Coaches vs. Consultants: Every company needs a coach. While consultants are expected to bring answers to tough problems, coaches are expected to ask the tough questions that help leaders face the brutal facts and uncover the problems that need to be solved in the first place.
Coaches facilitate decision-making, push teams to higher performance and hold the team (and the CEO) accountable.
Company Advocate: Companies need an advocate – someone on the outside helping the CEO identify what the team can do to help it thrive – and the ways the leadership team chokes off its growth.
Good coaches are not afraid to push your buttons to get to the truth. You’ll know your coach is onto something when you’re so upset that you’re ready to fire him or her. It‘s a sign that you’re working with the right person.
Accountability Driver: The most important benefit a coach brings is accountability.
Ask Jeff Berstein, of IMAGEFirst. One of his biggest challenges is communication, especially when employees are working from eight different locations, as is the case at IMAGEFirst.
That’s where Gazelles coach Patrick Thean helped. At his suggestion, Berstein began using a point system to track the steps key managers were taking to keep associates engaged, tabulating it weekly.

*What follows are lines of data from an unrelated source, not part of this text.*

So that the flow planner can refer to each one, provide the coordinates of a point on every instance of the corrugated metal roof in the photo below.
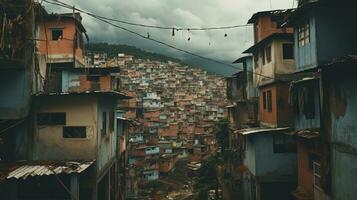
(24, 171)
(307, 133)
(259, 130)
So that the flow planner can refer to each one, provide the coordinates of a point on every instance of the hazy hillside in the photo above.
(113, 49)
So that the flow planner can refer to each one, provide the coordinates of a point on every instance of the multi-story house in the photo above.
(71, 132)
(264, 78)
(326, 56)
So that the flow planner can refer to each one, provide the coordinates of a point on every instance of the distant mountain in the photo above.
(113, 49)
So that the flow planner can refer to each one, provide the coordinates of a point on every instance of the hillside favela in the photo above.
(178, 100)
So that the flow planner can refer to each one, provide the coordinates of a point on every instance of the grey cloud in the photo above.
(181, 13)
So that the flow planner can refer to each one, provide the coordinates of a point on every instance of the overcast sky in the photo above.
(178, 13)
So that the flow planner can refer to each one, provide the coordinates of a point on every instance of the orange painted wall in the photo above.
(85, 85)
(167, 165)
(265, 116)
(59, 47)
(265, 27)
(285, 110)
(170, 131)
(282, 112)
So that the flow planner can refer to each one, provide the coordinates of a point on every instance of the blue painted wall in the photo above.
(15, 90)
(336, 32)
(344, 139)
(332, 35)
(249, 156)
(107, 144)
(262, 161)
(301, 122)
(270, 163)
(306, 56)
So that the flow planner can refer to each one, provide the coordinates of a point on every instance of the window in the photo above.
(93, 78)
(264, 100)
(283, 144)
(57, 34)
(269, 101)
(312, 158)
(317, 175)
(304, 34)
(104, 123)
(74, 132)
(256, 59)
(288, 51)
(268, 54)
(51, 118)
(111, 121)
(80, 40)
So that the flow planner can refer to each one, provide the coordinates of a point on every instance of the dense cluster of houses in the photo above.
(292, 106)
(176, 108)
(61, 136)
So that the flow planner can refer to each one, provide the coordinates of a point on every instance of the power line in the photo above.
(151, 26)
(154, 40)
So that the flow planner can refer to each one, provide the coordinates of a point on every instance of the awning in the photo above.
(306, 133)
(40, 168)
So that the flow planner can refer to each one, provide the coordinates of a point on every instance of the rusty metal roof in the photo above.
(40, 168)
(307, 133)
(260, 130)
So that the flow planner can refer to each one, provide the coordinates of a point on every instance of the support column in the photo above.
(74, 186)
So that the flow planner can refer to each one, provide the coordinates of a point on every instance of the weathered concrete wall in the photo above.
(343, 106)
(49, 141)
(107, 143)
(15, 89)
(273, 164)
(305, 174)
(335, 38)
(306, 56)
(250, 156)
(301, 121)
(277, 65)
(265, 27)
(267, 117)
(60, 50)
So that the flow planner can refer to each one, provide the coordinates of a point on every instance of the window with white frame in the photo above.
(304, 34)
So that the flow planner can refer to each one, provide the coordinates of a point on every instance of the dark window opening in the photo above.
(264, 100)
(256, 60)
(111, 121)
(309, 104)
(104, 123)
(283, 144)
(313, 158)
(51, 119)
(57, 34)
(269, 101)
(268, 54)
(288, 51)
(74, 132)
(93, 78)
(304, 34)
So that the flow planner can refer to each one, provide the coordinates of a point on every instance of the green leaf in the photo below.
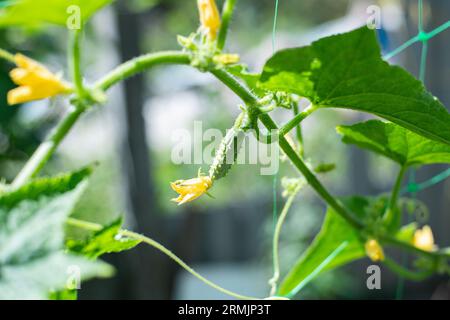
(347, 71)
(32, 219)
(335, 231)
(107, 240)
(401, 145)
(51, 272)
(33, 13)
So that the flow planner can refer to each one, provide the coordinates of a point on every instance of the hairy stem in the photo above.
(47, 148)
(136, 236)
(298, 132)
(75, 62)
(390, 213)
(299, 117)
(276, 240)
(227, 13)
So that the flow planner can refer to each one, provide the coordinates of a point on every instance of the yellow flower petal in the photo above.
(209, 16)
(191, 189)
(423, 239)
(35, 82)
(374, 251)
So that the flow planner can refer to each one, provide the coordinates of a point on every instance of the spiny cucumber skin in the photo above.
(228, 149)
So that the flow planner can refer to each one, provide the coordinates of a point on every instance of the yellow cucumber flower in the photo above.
(35, 82)
(209, 17)
(423, 239)
(191, 189)
(374, 251)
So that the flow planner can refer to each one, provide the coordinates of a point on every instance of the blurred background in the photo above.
(226, 239)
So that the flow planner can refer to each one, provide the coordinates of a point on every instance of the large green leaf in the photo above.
(347, 71)
(107, 240)
(33, 261)
(36, 12)
(335, 231)
(399, 144)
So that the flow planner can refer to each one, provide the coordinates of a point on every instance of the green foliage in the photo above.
(32, 13)
(107, 240)
(403, 146)
(63, 295)
(32, 219)
(335, 231)
(347, 71)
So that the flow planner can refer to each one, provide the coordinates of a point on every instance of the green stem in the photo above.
(298, 133)
(390, 213)
(227, 13)
(136, 236)
(405, 273)
(7, 56)
(294, 122)
(142, 63)
(47, 148)
(139, 64)
(275, 243)
(75, 62)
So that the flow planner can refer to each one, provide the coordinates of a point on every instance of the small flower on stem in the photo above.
(209, 17)
(35, 82)
(423, 239)
(191, 189)
(374, 251)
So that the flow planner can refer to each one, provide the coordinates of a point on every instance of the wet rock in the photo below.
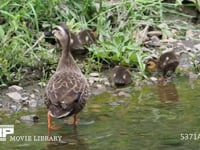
(106, 83)
(33, 118)
(94, 74)
(33, 103)
(24, 108)
(42, 84)
(192, 34)
(99, 86)
(15, 88)
(14, 96)
(122, 93)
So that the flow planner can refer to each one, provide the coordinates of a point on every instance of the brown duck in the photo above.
(121, 76)
(166, 62)
(67, 90)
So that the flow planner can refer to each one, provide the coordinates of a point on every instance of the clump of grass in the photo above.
(22, 23)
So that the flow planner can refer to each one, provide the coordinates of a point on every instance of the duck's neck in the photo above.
(67, 62)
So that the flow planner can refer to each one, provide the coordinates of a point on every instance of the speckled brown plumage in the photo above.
(67, 90)
(121, 76)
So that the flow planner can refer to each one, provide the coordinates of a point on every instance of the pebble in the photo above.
(15, 88)
(24, 98)
(98, 86)
(94, 74)
(32, 103)
(13, 107)
(154, 79)
(33, 118)
(106, 83)
(14, 96)
(114, 104)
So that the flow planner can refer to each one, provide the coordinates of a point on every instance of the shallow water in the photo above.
(154, 117)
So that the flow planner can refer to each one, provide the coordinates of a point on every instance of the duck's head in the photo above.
(62, 35)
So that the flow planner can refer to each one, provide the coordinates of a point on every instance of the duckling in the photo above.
(67, 90)
(121, 76)
(166, 62)
(87, 37)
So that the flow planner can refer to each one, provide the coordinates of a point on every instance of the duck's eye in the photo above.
(86, 38)
(71, 41)
(124, 76)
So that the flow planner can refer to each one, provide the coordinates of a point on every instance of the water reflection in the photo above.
(167, 92)
(72, 141)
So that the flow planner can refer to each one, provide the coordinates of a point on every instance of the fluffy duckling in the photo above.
(67, 90)
(166, 62)
(121, 76)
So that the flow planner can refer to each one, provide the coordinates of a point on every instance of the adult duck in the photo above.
(67, 90)
(121, 76)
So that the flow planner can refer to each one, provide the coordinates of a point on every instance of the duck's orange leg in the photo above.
(50, 125)
(75, 121)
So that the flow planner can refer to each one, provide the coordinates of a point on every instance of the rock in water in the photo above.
(15, 88)
(14, 96)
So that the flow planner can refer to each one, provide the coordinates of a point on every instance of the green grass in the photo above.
(23, 22)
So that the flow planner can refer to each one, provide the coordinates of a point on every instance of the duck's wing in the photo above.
(66, 88)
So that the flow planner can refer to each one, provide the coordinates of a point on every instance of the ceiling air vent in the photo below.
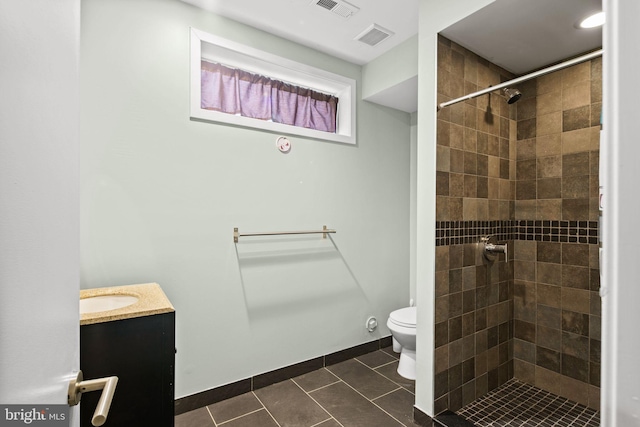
(373, 35)
(339, 7)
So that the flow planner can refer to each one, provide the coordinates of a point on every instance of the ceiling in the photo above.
(305, 22)
(525, 35)
(518, 35)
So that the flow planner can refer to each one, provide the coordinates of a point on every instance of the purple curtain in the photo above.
(234, 91)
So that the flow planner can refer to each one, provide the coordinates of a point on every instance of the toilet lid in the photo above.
(404, 317)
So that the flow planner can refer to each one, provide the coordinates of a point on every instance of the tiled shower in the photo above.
(526, 173)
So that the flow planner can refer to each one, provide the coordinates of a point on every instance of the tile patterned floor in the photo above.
(362, 392)
(520, 404)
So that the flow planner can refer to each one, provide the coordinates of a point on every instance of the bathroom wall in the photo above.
(529, 174)
(432, 21)
(557, 305)
(161, 194)
(475, 173)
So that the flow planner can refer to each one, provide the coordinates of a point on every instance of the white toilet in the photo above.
(402, 324)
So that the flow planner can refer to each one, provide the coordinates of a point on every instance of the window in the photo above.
(236, 84)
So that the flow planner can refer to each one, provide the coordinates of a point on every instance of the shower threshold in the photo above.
(516, 403)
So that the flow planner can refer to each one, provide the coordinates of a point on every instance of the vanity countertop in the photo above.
(151, 300)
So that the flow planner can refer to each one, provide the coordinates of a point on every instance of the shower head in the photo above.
(511, 95)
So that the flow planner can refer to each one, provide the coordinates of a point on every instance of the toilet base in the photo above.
(407, 365)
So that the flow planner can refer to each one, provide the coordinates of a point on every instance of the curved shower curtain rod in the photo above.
(524, 78)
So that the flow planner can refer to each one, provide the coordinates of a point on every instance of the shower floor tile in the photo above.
(520, 404)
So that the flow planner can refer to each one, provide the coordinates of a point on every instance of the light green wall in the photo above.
(434, 17)
(391, 68)
(160, 195)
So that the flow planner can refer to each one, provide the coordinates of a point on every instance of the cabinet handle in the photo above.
(108, 386)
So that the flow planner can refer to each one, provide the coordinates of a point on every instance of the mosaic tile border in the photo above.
(460, 232)
(519, 404)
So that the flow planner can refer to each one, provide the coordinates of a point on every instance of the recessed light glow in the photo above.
(595, 20)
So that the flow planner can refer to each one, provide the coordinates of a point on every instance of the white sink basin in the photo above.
(106, 303)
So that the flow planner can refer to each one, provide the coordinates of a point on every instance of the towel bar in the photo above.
(324, 231)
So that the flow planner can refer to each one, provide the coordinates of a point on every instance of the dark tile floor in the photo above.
(520, 404)
(362, 392)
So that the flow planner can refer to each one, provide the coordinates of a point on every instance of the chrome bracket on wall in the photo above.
(491, 249)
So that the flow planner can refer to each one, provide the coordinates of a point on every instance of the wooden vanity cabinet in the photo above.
(140, 351)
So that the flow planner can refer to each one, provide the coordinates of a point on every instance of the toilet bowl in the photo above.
(402, 324)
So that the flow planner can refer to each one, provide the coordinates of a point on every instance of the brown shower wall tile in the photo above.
(526, 173)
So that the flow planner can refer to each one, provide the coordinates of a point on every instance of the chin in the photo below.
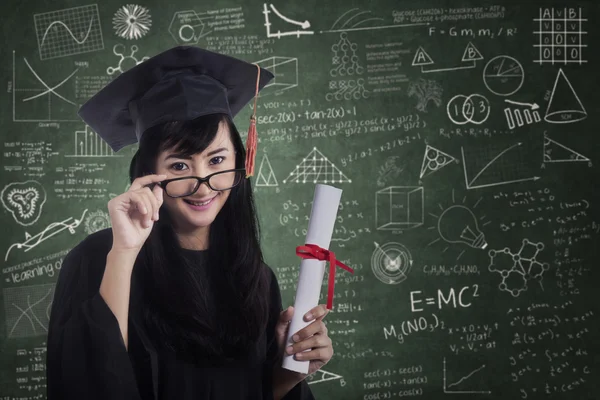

For example, when supervisors took line workers to lunch they’d be asked to snap a photo with the employees and email it in and earn points for doing it. They documented and published their weekly progress with dashboards that were shared across the company.
“A” Players: Both Green and Thean worked with the executives of Rutgers and IMAGEFirst to attract and develop talent, helping them to tap into hiring and interviewing techniques such as Topgrading. IMAGEFirst has increased its percentage of “A” players from 52 percent to 70 percent.
“We couldn’t do this on our own,” says Berstein. “It’s was more effective to bring Patrick in to keep us focused.”
It’s time to get your company an advocate – a coach that asks the tough questions, drives accountability and upgrades your talent. It’s one of the most important investments you can make.